The future research should be focused towards reducing ionizing radiation as much is clinically practical. Research and development of new technology should have the potential to achieve advanced image resolution with the smallest radiation dose. The new technology used should minimize excessive radiation exposure using a dose as low as reasonably achievable to obtain proper resolution and thus preventing the need for imaging to be repeated. In addition future area of research on imaging diagnostic should include accessible methods of image portability. A universal accessible electronic medical record would get rid of the need for the imaging to be repeated. The universal accessible electronic medical record should contain a complete log of cumulative year to date and lifetime radiation exposure that would allow patients and physicians to make more informed decisions regarding the risk benefit ratio of further imaging that would be undertaken [31].
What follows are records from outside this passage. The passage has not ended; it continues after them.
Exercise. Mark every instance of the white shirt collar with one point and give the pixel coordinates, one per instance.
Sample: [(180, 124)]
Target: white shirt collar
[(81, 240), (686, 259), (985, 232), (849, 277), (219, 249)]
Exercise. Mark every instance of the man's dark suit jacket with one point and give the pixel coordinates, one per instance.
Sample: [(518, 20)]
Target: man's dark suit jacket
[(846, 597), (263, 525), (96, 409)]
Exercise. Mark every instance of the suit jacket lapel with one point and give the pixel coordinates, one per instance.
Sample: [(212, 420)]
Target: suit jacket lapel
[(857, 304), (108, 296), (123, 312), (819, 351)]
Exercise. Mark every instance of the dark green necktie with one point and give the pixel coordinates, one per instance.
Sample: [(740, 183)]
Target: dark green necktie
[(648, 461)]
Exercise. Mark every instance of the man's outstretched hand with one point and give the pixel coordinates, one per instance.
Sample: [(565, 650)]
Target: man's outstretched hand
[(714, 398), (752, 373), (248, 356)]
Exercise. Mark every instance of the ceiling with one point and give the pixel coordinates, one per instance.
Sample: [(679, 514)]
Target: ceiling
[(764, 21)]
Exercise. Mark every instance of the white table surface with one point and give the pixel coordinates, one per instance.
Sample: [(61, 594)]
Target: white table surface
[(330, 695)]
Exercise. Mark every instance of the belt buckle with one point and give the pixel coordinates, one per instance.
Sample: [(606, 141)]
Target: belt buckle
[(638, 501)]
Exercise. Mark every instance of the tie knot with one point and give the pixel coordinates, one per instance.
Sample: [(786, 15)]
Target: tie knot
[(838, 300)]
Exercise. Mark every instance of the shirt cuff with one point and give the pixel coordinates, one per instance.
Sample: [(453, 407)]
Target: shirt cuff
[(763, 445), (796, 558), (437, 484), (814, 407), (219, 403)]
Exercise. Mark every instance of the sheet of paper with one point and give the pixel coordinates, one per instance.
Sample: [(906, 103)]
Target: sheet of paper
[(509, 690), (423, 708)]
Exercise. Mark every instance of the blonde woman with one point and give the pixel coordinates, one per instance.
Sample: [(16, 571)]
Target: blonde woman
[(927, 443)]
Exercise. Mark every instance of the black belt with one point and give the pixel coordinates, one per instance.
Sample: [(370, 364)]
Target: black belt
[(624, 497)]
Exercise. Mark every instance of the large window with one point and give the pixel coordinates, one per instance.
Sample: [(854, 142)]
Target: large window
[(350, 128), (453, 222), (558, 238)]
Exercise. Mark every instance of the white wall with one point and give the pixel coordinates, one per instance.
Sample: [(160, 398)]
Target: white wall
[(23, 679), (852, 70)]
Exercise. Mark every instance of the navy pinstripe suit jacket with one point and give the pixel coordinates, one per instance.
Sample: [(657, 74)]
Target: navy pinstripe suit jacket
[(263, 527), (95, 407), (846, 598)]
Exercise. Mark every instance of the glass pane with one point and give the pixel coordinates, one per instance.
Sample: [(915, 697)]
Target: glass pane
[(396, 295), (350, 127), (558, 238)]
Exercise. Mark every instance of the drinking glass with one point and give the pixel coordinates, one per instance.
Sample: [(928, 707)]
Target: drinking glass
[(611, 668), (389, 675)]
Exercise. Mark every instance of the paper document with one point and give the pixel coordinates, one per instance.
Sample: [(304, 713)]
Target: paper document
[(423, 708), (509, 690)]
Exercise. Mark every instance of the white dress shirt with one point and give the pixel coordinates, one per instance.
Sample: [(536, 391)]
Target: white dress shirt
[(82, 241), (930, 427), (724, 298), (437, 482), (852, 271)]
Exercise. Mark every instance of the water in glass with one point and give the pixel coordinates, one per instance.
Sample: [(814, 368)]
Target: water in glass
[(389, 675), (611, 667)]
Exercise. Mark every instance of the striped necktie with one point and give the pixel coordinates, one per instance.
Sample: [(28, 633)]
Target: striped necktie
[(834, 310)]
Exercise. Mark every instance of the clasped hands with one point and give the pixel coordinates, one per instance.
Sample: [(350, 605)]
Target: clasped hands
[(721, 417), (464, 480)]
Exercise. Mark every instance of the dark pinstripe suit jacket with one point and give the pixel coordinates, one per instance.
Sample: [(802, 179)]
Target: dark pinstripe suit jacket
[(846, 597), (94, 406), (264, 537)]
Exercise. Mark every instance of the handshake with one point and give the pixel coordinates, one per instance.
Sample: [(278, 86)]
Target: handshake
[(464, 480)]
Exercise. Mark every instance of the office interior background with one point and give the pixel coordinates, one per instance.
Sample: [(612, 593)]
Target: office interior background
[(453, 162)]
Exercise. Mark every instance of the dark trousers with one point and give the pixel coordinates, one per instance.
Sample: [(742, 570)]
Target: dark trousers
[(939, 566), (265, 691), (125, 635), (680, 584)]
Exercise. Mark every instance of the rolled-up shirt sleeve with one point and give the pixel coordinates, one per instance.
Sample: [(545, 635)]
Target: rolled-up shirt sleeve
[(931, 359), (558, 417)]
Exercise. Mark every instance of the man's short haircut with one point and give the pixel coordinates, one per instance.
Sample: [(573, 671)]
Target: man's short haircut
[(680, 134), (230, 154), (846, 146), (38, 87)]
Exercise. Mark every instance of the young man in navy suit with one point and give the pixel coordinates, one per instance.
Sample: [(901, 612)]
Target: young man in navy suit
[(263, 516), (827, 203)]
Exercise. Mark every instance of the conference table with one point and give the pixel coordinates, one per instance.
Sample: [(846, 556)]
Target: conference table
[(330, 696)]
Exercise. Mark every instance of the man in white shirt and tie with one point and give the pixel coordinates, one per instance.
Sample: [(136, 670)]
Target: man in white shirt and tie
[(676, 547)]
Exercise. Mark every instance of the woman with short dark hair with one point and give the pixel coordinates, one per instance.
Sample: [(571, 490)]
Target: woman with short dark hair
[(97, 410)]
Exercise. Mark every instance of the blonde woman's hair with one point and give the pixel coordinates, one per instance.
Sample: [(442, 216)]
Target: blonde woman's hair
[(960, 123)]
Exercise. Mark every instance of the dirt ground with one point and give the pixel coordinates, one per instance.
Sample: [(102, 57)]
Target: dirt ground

Modern medicine depends on medico-nuclear and radiological procedures and they are essential tools and thus form the basis for many therapeutic decisions [27, 28]. Radiation exposure nevertheless is an unavoidable risk of imaging diagnostic and must be considered in isolation when it is ordered [29]. Increased consciousness among both health care professions and patients would help to reduce the number of inappropriate imaging diagnostic and the biological burden on future [4]. In most cases the benefits of imaging diagnostic will overshadow the radiation hazard and patient’s management should not be changed on the basis of radiation risk [30]. Conversely, for certain subsets of patients, radiation hazard should be placed greater concern on the health care professions who have been constantly exposing themselves to radiation.